Startin' in Kindergarten: Lawyering Up on School Sex Abuse
In replacing disputed Obama-era campus-rape policies with more robust protections for the accused, the Trump administration is also expanding federal oversight to K-12 education – and giving even prepubescent pupils the right to a lawyer or an adviser during a sexual misconduct investigation. (The same goes for accused teachers.)
Come next school year, an accused grade-schooler, the accuser and their parents will get to review each other’s evidence – such as social media posts, texts, and photos – and submit written responses for the opposing parties and questions for witnesses.

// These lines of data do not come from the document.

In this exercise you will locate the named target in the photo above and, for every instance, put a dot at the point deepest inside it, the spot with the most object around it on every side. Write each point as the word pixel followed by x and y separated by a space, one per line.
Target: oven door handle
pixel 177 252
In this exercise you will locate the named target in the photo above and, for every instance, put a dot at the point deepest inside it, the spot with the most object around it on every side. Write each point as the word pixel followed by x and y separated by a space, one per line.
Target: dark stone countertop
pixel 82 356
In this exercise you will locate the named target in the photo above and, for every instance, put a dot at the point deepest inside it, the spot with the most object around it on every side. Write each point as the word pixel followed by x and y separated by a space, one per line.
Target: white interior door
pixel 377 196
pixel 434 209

Those are key legal protections embedded in new rules finalized by the U.S. Department of Education in a 2,033-page document issued in May. Lawyers who work with school districts say the new protocols will turn reviews that lasted a few hours or days into quasi-judicial proceedings lasting a month or more.
The rules consolidate and codify legal standards for handling sexual misconduct disputes from campus to kindergarten in the name of ending violations of due-process rights for the accused. But at the same time, they raise the prospect of drawing younger people into prolonged legal confrontations and escalating the disputes they are meant to resolve, critics warn.
The new K-12 policies also expand the reach of the Department of Education under Republicans, a break with their party’s past of seeking to limit the agency’s powers – or even abolish it – since President Jimmy Carter created it four decades ago.